***"One of the most surprising things about the Madison noise rock group Coordinated Suicides’ agonized, deeply disturbing and remarkable new album, This Could Be Heaven, is that it was even completed and released at all.
The recording of the album was pockmarked with personal, technical and logistical problems at different times throughout rigorous, though sporadic sessions. Then, the arrival of the COVID-19 pandemic, alongside ever-increasing difficulties with the production of vinyl, added years of time to a battle to get the album out to a wider audience. But, after all of this perseverance, This Could Be Heaven will be released through the fearless Marquette label Temporal Records. Even more unexpectedly, it’s a bewilderingly good record—a demanding, completely uncompromising artistic work which fits our times far more harrowingly than the album’s creators could have ever guessed.

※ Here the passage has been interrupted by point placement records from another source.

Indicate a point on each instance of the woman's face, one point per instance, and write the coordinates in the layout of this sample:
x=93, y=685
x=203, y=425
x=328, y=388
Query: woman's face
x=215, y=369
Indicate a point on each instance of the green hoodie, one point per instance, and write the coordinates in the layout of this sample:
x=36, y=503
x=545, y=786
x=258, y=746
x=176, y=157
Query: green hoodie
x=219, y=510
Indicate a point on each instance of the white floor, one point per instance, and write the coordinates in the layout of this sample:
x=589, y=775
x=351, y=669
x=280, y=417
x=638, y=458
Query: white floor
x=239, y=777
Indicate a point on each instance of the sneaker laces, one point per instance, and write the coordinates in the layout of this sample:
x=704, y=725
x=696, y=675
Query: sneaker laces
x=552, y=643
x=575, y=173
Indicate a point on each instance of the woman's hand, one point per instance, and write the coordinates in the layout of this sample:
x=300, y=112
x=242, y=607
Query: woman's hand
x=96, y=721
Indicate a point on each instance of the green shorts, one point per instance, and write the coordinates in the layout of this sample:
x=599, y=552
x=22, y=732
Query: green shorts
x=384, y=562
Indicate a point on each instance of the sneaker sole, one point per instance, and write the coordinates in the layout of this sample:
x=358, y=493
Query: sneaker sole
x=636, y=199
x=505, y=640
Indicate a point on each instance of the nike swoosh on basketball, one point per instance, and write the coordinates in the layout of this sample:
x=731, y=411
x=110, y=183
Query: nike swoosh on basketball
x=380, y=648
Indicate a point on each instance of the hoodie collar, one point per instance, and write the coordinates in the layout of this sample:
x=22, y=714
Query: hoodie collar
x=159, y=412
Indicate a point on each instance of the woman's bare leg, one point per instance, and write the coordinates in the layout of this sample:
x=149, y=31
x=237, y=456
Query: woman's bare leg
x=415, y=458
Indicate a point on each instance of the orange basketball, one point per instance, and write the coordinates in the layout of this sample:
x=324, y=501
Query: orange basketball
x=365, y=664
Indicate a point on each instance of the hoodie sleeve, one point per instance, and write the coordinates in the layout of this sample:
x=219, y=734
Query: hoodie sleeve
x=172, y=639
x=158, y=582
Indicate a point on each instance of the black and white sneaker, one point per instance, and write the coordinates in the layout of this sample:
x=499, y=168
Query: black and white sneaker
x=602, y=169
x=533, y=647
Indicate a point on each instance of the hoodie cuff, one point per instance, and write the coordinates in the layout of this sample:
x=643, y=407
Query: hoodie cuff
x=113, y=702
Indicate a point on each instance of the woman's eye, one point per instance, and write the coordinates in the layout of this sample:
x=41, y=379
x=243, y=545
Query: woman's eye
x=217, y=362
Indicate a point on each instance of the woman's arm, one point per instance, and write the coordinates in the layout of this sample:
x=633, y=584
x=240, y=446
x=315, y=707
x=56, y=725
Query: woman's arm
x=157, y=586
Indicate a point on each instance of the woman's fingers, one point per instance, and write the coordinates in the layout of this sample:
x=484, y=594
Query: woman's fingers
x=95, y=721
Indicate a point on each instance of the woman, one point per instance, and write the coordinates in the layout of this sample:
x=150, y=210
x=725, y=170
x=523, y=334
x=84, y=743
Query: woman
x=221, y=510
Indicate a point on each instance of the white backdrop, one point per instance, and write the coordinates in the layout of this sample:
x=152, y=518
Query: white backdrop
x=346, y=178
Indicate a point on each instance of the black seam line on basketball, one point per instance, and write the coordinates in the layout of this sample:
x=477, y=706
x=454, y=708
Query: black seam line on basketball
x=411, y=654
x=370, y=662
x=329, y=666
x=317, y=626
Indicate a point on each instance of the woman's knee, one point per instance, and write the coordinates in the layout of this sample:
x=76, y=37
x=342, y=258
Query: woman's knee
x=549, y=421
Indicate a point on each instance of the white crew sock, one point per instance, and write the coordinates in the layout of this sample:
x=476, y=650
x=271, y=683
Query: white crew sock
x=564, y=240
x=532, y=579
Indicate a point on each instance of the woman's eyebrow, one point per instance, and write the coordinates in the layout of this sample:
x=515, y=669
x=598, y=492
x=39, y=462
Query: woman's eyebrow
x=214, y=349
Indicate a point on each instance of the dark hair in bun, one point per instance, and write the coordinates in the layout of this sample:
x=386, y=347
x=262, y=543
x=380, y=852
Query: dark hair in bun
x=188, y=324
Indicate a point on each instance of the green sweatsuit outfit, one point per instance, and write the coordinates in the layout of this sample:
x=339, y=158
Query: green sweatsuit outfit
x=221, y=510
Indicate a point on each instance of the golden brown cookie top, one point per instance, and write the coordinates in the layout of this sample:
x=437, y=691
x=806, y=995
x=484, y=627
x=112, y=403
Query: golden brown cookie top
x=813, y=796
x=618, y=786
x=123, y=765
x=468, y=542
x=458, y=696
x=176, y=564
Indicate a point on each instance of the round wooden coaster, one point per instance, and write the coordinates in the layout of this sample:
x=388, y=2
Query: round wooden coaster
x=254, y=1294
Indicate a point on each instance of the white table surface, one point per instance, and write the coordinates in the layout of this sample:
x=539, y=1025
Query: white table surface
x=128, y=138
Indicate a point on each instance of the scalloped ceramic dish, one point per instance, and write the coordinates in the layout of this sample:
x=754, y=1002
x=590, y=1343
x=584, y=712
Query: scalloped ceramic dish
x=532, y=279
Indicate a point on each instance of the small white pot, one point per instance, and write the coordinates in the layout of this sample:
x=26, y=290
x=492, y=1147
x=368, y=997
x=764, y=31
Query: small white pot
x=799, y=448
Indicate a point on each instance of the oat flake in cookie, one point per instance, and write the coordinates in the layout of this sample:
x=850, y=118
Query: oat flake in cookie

Guitarist and singer M. Martin’s songwriting has developed considerably since the group’s brief, but explosive EP False Pleasure. The newfound reach, breadth and depth that characterizes the band’s latest music was barely hinted at in their catalog before, and the group has fully matured into a default sound and style pitched almost exactly between noise rock at its most intense and sludge metal at its most tormented. But none of this encapsulates Chris Joutras’ swollen, rotting bass lines, or the balance between rhythmic grace and brutality inherent within drummers Jonathan Brown and Tim Chandler’s frantic, yet pensive performances. It doesn’t capture Martin’s unsettling, tortured wail or carefully multitracked walls of guitar noise. And it also doesn’t indicate the unexpected diversity and stylistic range the album displays within a thematic framework that plays by its own rules and internal logic. After the scene-setting, gradually building barrage of the opening songs, Coordinated Suicides begins to spin back and forth between shoegaze textures, stirring melodies, fragile balladry, shattering downtuned dirges, haunted atmosphere, and even prepared guitar. What’s more, all of the experiments succeed; rendered as they are with focused, personal songwriting, feverish levels of artistic commitment, and meticulous attention paid to long-form cohesion. With a brilliantly unpredictable, powerful mix from Today Is The Day’s Steve Austin, This Could Be Heaven captures Coordinated Suicides at their unhinged and thoughtful best for the first time. FFO: Today is the Day, Chat Pile, Cherubs, SWANS, Unsane, Couch Slut.